石川は19得点(アタック18、ブロック1)を記録。大黒柱と呼ばれるにふさわしいプレーとリーダーシップで重要な場面で必ずチームを先導し、存在感を示した。ミラノは初戦で今ひとつ振るわなかったサーブが復活。1本のみだったエースは、この試合で9本をマークしてペルージャと並んだ。また、イタリアリーグ初シーズンの20歳レゲルスが、試合最多31得点を叩き出した活躍も大きな勝利要因となった。
国際バレーボール連盟の配信サービス『Volleyball TV』で実況を担当したロレンツォ・カスティリア氏と解説者の元イタリア代表ジョルジョ・ゴルドーニ氏は、要所を締めた背番号14のパフォーマンスに感嘆しきりで、なかでも第5セットの2打でひと際ヒートアップ。

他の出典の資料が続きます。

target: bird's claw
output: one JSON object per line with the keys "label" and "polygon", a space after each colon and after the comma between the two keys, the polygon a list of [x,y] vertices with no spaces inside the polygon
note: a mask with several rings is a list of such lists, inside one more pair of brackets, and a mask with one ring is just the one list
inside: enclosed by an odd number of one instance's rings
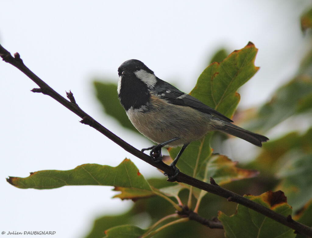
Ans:
{"label": "bird's claw", "polygon": [[168,181],[170,181],[170,182],[174,182],[176,181],[175,177],[179,174],[179,172],[180,172],[180,170],[176,167],[175,165],[170,164],[169,166],[174,170],[174,174],[173,175],[171,175],[168,174],[167,173],[164,173],[163,175],[165,176],[168,177]]}

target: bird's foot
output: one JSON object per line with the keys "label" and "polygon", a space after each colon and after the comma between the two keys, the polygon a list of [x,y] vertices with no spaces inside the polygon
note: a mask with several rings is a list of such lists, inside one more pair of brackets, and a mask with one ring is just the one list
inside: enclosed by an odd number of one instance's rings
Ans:
{"label": "bird's foot", "polygon": [[163,159],[163,156],[161,154],[161,148],[162,147],[159,145],[151,146],[148,148],[142,149],[141,151],[142,152],[146,150],[151,151],[149,152],[149,156],[152,158],[154,163],[158,163]]}
{"label": "bird's foot", "polygon": [[173,164],[172,163],[169,166],[174,170],[174,174],[173,175],[171,175],[168,174],[167,173],[164,173],[163,174],[165,176],[168,177],[168,181],[170,182],[174,182],[176,181],[175,177],[179,174],[180,170],[176,166],[175,164]]}

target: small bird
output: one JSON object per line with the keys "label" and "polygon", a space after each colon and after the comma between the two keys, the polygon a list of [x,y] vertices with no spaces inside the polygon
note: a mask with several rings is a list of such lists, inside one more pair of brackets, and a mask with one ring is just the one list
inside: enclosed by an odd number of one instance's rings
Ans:
{"label": "small bird", "polygon": [[142,62],[130,59],[118,69],[117,91],[129,119],[141,133],[157,144],[151,150],[155,162],[162,159],[164,146],[182,148],[170,166],[175,170],[179,158],[189,143],[212,131],[219,131],[261,147],[268,138],[232,124],[233,121],[192,96],[157,77]]}

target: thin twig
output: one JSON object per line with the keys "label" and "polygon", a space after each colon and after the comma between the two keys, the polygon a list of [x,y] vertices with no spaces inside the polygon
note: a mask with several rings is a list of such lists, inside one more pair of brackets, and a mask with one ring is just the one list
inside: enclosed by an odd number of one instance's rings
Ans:
{"label": "thin twig", "polygon": [[190,220],[196,221],[210,228],[223,229],[222,223],[218,220],[210,221],[204,218],[201,217],[198,213],[194,212],[192,210],[189,209],[186,206],[183,207],[182,208],[182,210],[181,211],[177,212],[177,213],[180,216],[183,217],[188,217]]}
{"label": "thin twig", "polygon": [[[27,68],[23,63],[18,53],[15,53],[14,57],[13,57],[10,52],[0,45],[0,56],[4,61],[15,66],[25,74],[40,87],[39,91],[36,89],[33,90],[33,91],[40,92],[49,95],[82,118],[82,120],[81,121],[82,123],[93,127],[127,151],[168,174],[174,174],[173,169],[171,167],[162,162],[153,163],[149,156],[136,149],[108,130],[82,110],[76,103],[71,102],[61,96]],[[228,201],[241,204],[290,227],[298,233],[312,237],[312,228],[311,227],[296,222],[292,219],[284,217],[259,203],[217,185],[209,184],[182,172],[179,173],[177,176],[176,180],[223,197]],[[182,219],[181,221],[183,220],[184,220]]]}

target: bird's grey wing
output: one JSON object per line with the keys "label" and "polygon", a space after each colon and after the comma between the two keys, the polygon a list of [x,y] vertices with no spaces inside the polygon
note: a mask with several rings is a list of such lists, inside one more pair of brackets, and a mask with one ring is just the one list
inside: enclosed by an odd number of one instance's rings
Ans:
{"label": "bird's grey wing", "polygon": [[155,85],[155,92],[158,96],[169,103],[190,107],[200,111],[213,115],[228,122],[233,121],[213,108],[204,104],[194,97],[180,91],[168,83],[158,79]]}

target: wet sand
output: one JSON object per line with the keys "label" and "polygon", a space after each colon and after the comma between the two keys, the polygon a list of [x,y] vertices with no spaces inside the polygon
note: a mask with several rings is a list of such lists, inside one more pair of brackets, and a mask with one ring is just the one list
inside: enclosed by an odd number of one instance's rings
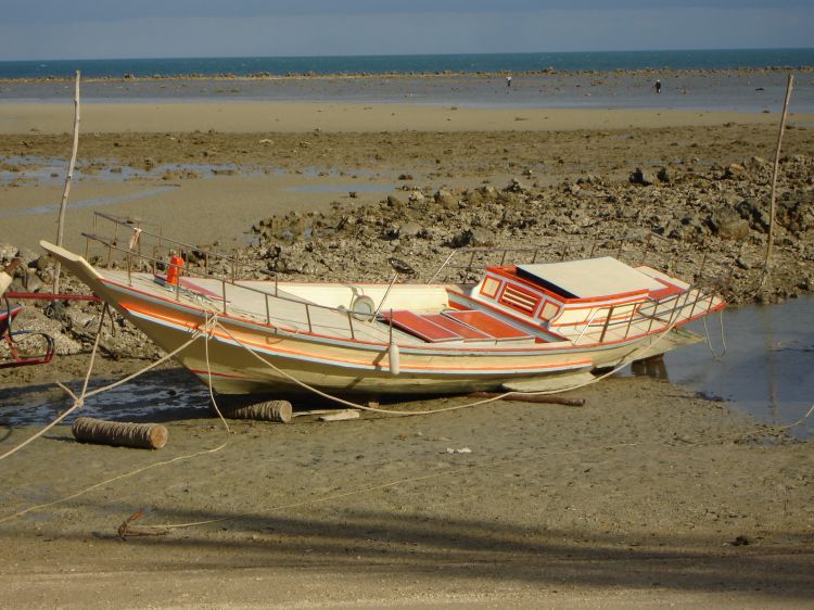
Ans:
{"label": "wet sand", "polygon": [[[10,107],[0,106],[0,124],[8,125]],[[7,134],[0,156],[65,158],[69,138],[59,134],[71,128],[69,106],[59,118],[49,114],[53,109],[27,107],[30,114],[17,125],[33,127],[0,128]],[[400,174],[420,185],[503,186],[526,168],[551,181],[626,175],[663,158],[723,165],[771,157],[776,138],[776,116],[763,114],[713,120],[711,113],[694,119],[568,111],[549,130],[545,114],[516,120],[526,111],[495,118],[494,111],[472,110],[462,120],[461,111],[387,106],[370,114],[356,107],[345,122],[342,109],[332,106],[331,120],[315,132],[308,117],[322,114],[318,107],[302,109],[301,118],[278,128],[268,117],[253,128],[257,116],[251,113],[219,119],[217,104],[173,107],[90,107],[80,160],[99,164],[98,175],[78,182],[72,201],[170,183],[153,198],[104,208],[155,217],[183,239],[240,243],[279,205],[305,212],[349,201],[344,191],[291,186],[398,185]],[[290,115],[282,110],[280,118]],[[387,127],[387,110],[400,115],[398,127]],[[467,128],[449,125],[456,120]],[[98,136],[89,134],[93,122]],[[196,126],[205,127],[195,134]],[[787,134],[786,154],[810,153],[812,131],[801,127]],[[241,171],[104,183],[99,176],[111,167],[202,160],[238,164]],[[4,212],[58,202],[60,193],[59,186],[26,180],[0,187]],[[381,198],[359,189],[353,201]],[[88,209],[71,214],[76,224],[68,233],[88,220]],[[0,241],[34,247],[43,233],[50,237],[51,221],[48,214],[5,216]],[[24,409],[26,396],[46,391],[44,384],[79,383],[86,363],[87,354],[7,371],[0,390],[18,396]],[[102,359],[98,374],[117,378],[143,365]],[[180,394],[194,383],[171,368],[150,374]],[[155,453],[80,445],[67,427],[58,427],[0,462],[0,520],[229,442],[0,522],[3,602],[739,608],[799,607],[811,599],[811,443],[788,441],[722,403],[648,378],[611,379],[574,395],[586,406],[507,403],[331,424],[313,418],[289,425],[232,422],[230,434],[205,405],[188,405],[168,411],[169,444]],[[0,429],[0,450],[36,430]],[[471,453],[449,453],[461,448]],[[133,528],[217,521],[120,541],[117,528],[139,509],[147,512]]]}

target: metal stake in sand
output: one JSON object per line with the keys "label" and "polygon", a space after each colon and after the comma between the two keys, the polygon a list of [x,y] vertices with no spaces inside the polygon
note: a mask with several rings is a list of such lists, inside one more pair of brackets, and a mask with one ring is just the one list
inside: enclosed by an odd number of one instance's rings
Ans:
{"label": "metal stake in sand", "polygon": [[766,259],[763,262],[763,278],[761,288],[766,283],[771,274],[772,266],[772,246],[775,241],[775,208],[776,208],[776,190],[777,173],[780,167],[780,144],[783,143],[783,134],[786,130],[786,118],[789,115],[789,100],[791,100],[791,89],[794,86],[794,75],[789,74],[789,80],[786,85],[786,100],[783,102],[783,115],[780,116],[780,131],[777,134],[777,151],[775,151],[775,168],[772,174],[772,203],[768,212],[768,240],[766,241]]}
{"label": "metal stake in sand", "polygon": [[[74,167],[76,166],[76,152],[79,150],[79,76],[76,71],[76,90],[74,92],[74,148],[71,152],[71,163],[68,164],[68,175],[65,178],[65,190],[62,193],[62,203],[60,203],[60,219],[56,223],[56,245],[62,246],[62,236],[65,229],[65,208],[67,207],[67,198],[71,193],[71,181],[74,179]],[[53,276],[53,292],[60,293],[60,262],[56,262],[56,268]]]}

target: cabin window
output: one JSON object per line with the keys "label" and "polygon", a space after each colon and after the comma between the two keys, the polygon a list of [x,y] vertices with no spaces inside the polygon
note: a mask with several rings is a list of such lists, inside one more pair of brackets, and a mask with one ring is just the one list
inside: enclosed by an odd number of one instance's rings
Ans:
{"label": "cabin window", "polygon": [[481,294],[483,294],[484,296],[488,296],[489,298],[494,298],[499,288],[500,288],[499,281],[497,281],[495,278],[487,277],[485,280],[483,280],[483,287],[481,287]]}
{"label": "cabin window", "polygon": [[539,296],[526,292],[514,284],[507,283],[500,295],[500,303],[512,309],[522,312],[526,316],[533,316],[537,308],[537,304],[539,303]]}
{"label": "cabin window", "polygon": [[544,320],[550,320],[557,315],[560,308],[551,301],[546,301],[539,312],[539,317]]}

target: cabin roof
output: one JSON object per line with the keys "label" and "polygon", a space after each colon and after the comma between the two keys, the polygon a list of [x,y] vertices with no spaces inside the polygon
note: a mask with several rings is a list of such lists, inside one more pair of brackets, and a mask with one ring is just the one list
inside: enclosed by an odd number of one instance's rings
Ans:
{"label": "cabin roof", "polygon": [[518,265],[517,268],[519,275],[574,298],[649,292],[664,288],[658,280],[610,256]]}

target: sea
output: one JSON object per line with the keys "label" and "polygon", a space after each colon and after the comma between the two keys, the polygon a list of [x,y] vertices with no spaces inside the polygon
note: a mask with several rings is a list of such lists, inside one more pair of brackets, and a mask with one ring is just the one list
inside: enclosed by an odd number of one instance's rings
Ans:
{"label": "sea", "polygon": [[0,62],[0,104],[71,103],[80,71],[84,103],[778,112],[797,73],[792,112],[814,113],[813,66],[814,49],[17,61]]}
{"label": "sea", "polygon": [[734,69],[814,66],[812,49],[704,49],[568,53],[459,53],[274,58],[154,58],[0,62],[0,78],[367,75]]}
{"label": "sea", "polygon": [[478,74],[536,71],[733,69],[814,66],[812,49],[587,51],[277,58],[155,58],[0,62],[0,78]]}

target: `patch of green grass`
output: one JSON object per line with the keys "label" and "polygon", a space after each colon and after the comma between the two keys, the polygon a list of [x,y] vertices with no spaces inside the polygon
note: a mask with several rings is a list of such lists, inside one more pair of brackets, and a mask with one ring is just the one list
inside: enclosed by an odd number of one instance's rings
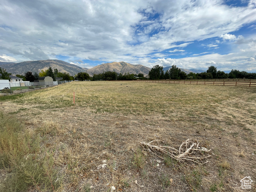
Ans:
{"label": "patch of green grass", "polygon": [[218,188],[217,187],[217,185],[216,184],[212,185],[210,188],[210,190],[212,192],[214,192],[215,191],[217,191],[217,190]]}
{"label": "patch of green grass", "polygon": [[9,172],[3,191],[29,188],[53,191],[61,184],[51,154],[40,148],[40,138],[24,129],[15,118],[0,112],[0,169]]}
{"label": "patch of green grass", "polygon": [[168,187],[170,186],[171,182],[169,177],[168,176],[164,174],[158,176],[158,180],[163,188]]}
{"label": "patch of green grass", "polygon": [[133,166],[136,169],[143,169],[146,164],[145,158],[141,150],[138,148],[134,152],[132,161]]}
{"label": "patch of green grass", "polygon": [[202,176],[198,168],[194,169],[185,176],[186,180],[194,191],[197,191],[200,188]]}

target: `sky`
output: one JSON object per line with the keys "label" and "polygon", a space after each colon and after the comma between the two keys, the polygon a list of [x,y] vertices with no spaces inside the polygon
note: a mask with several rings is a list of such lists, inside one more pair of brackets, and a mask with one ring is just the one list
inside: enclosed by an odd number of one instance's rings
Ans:
{"label": "sky", "polygon": [[256,0],[1,0],[0,61],[256,71]]}

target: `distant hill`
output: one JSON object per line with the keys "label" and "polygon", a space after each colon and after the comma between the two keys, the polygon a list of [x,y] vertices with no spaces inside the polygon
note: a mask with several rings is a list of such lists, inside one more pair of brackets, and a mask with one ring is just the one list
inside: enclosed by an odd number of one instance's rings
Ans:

レフトからのクロス弾で8-8とした場面では、あまりの球速に「マンマ・ミーア」を連発し、「電光石火!」「ブロックを完全翻弄」「速すぎて要スロー再生、肉眼では通過点が分からない」と仰天し、マッチポイントをもぎ取って観客のスタンディングオベーションを浴びた勇猛果敢な後衛からの打球には、「ありえない!」を繰り返しながら、「超現実なプレー」「これぞ真のアタッカー!」と無限大の能力に度肝を抜かれた様子だった。

なお、準決勝2戦目のもう1試合は、高橋藍が所属する5位モンツァが首位トレンティーノに1-3で敗れ、2敗目を喫した。

第3戦は日本時間4月8日午前1時開始予定。ミラノは連勝を狙いペルージャの本拠地へ乗り込む。